Thursday, September 8, 2011

State election defeat humiliates Merkel

Elections in the eastern German state of Mecklenburg-Vorpommern on September 4 have handed the conservative government of German Chancellor Angela Merkel another humiliating defeat. 

Merkel's centre-right Christian Democratic Union (CDU) had already suffered five election defeats this year, in Hamburg, Sachsen-Anhalt, Rheinland-Pfalz, Bremen and the highly embarrassing loss of the wealthy conservative southern state of Baden-Württemberg – held by the CDU for sixty years – to the Greens.


The Mecklenburg-Vorpommern defeat was particularly galling for Merkel – who was born in Hamburg and raised in Brandenburg in the former East Germany – because the state includes her own electoral constituency.


On polling day, the CDU could only muster 23.1 percent of the vote, down by more than 5.7 percent since 2006 and its worst result in the state since German unification in 1990.

The Social Democratic Party (SPD) were the clear victors, with 35.7 percent of the vote, an increase of 5.5 percent.


The socialist Die Linke ("The Left") – campaigning on a platform of social justice, democratic rights and action on the environment – won 18.4 percent of the vote.


This was a modest 1.6 percent increase on the 2006 result and it earned the party an extra seat, despite a year of fierce internal debate and ongoing political and media attacks.

SPD leader, Premier Erwin Sellering, now has the choice of continuing to govern in the existing “Grand Coalition” with the CDU, or entering into a coalition with the Die Linke.


While the SPD shared government with Die Linke before 2006, such an alliance appears unlikely this time, despite the fact that the local Die Linke branch is heavily dominated by the “Realo” faction, which favours joining coalition governments.

Die Linke's left wing which is stronger in the western states than the east is highly critical of entering into coalitions where it is forced to compromise its platform and implement neoliberal policies.

The Greens saw a 5 percent swing, giving them 8.5 percent enough to cross the five percent threshold and enter state parliament for the first time.

For the first time ever, the Greens are now represented in every German parliament, both state and federal.


By contrast, the neoliberal fundamentalist Free Democratic Party (FDP) – Merkel's allies in federal coalition government – slumped to a mere 2.7 percent, losing 6.9 percent of the vote and all of their seats in state parliament.


Their poor showing continues a national trend that has seen the FDP slide slowly towards political obscurity over the past couple of years.


Growing voter apathy and disillusionment led to a record low turnout.
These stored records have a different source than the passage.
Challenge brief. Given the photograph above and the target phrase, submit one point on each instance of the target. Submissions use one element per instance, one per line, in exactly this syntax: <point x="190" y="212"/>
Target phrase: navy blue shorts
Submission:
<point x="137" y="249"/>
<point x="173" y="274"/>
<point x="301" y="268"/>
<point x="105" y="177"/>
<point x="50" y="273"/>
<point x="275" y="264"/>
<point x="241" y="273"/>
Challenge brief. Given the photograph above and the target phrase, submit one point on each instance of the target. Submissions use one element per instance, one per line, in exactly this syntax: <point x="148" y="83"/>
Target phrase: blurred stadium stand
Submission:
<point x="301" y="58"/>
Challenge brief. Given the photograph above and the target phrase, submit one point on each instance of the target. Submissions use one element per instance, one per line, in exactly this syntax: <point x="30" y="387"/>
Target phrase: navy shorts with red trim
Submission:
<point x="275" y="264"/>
Only 51.3 percent of the state’s 1.4 million eligible voters bothered to vote – down from 59 percent in 2006 – while some areas barely reached 40 percent participation.
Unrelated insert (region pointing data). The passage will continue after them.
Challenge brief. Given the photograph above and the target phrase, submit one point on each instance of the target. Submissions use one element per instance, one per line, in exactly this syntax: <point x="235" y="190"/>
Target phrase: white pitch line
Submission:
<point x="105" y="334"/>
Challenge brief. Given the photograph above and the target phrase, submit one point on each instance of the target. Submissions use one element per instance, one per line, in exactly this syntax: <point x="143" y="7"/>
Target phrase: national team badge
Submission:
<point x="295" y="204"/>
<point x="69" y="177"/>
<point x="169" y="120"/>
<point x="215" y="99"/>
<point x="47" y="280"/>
In real terms, this means that every party – except the Greens – actually received less votes than in 2006.


This poor result helped the neo-Nazi German Nationalist Party (NPD) retain its representation in state parliament, despite widespread public criticism of its racist and violent politics and suggestions that it be banned.
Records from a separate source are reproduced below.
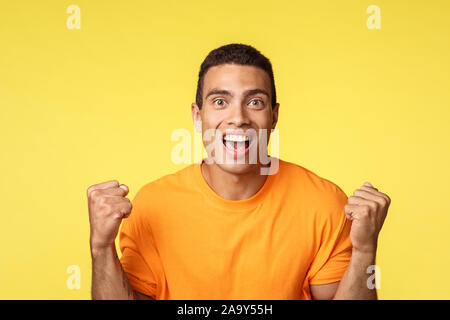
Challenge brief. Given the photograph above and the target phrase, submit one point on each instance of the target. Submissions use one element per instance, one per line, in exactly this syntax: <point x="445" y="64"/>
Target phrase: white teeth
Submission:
<point x="236" y="138"/>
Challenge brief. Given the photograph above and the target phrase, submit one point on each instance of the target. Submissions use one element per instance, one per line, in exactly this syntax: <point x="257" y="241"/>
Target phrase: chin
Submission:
<point x="234" y="168"/>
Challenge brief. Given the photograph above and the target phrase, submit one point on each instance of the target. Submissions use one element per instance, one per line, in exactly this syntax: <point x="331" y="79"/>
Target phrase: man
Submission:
<point x="223" y="230"/>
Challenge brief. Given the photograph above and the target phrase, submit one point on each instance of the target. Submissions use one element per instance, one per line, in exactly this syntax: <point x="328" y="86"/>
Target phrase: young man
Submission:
<point x="223" y="230"/>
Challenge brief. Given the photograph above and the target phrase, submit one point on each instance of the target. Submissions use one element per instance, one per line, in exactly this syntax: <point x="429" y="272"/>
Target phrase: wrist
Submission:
<point x="98" y="249"/>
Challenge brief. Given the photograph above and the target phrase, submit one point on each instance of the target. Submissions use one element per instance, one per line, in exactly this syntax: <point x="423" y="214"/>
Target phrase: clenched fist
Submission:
<point x="367" y="209"/>
<point x="107" y="207"/>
While the NPD actually lost support – its share of the vote falling from 7.3 percent in 2006 to only 6 percent – it still managed to cross the parliamentary threshold.


In some rural areas, however, the NPD polled around one-third of the votes. Concerns are also growing about the existence of exclusively neo-Nazi villages where outsiders are driven away, children are taught in nationalist private schools, and locals are involved in paramilitary training.


Growing social inequality in Mecklenburg-Vorpommern – Germany’s poorest state – was a key factor in the neo-Nazis retaining support.


Twelve percent of the state’s 1.6 million inhabitants are unemployed – three times the rate in the wealthy southern states – and the state has low high school retention rates and growing youth despondency.


The major parties have been accused of abandoning rural areas, cutting services and ignoring communities hard hit by unification and the recent economic downturn.


Despite Merkel’s attempt to separate the result from her handling of the Euro crisis, Germany’s DAX dropped by several percent when elections results were announced, as did the Euro.


Having survived a legal challenge to the Euro bailout on September 7, Merkel still faces a key parliamentary vote on the European Financial Stability Facility – the mechanism to cope with sovereign debt – on September 23.


The results in Mecklenburg-Vorpommern have weakened an already struggling Merkel, and strengthened the hand of her SPD rivals, who will expect similar successes in state elections in Berlin on September 18, and in federal elections scheduled for 2013.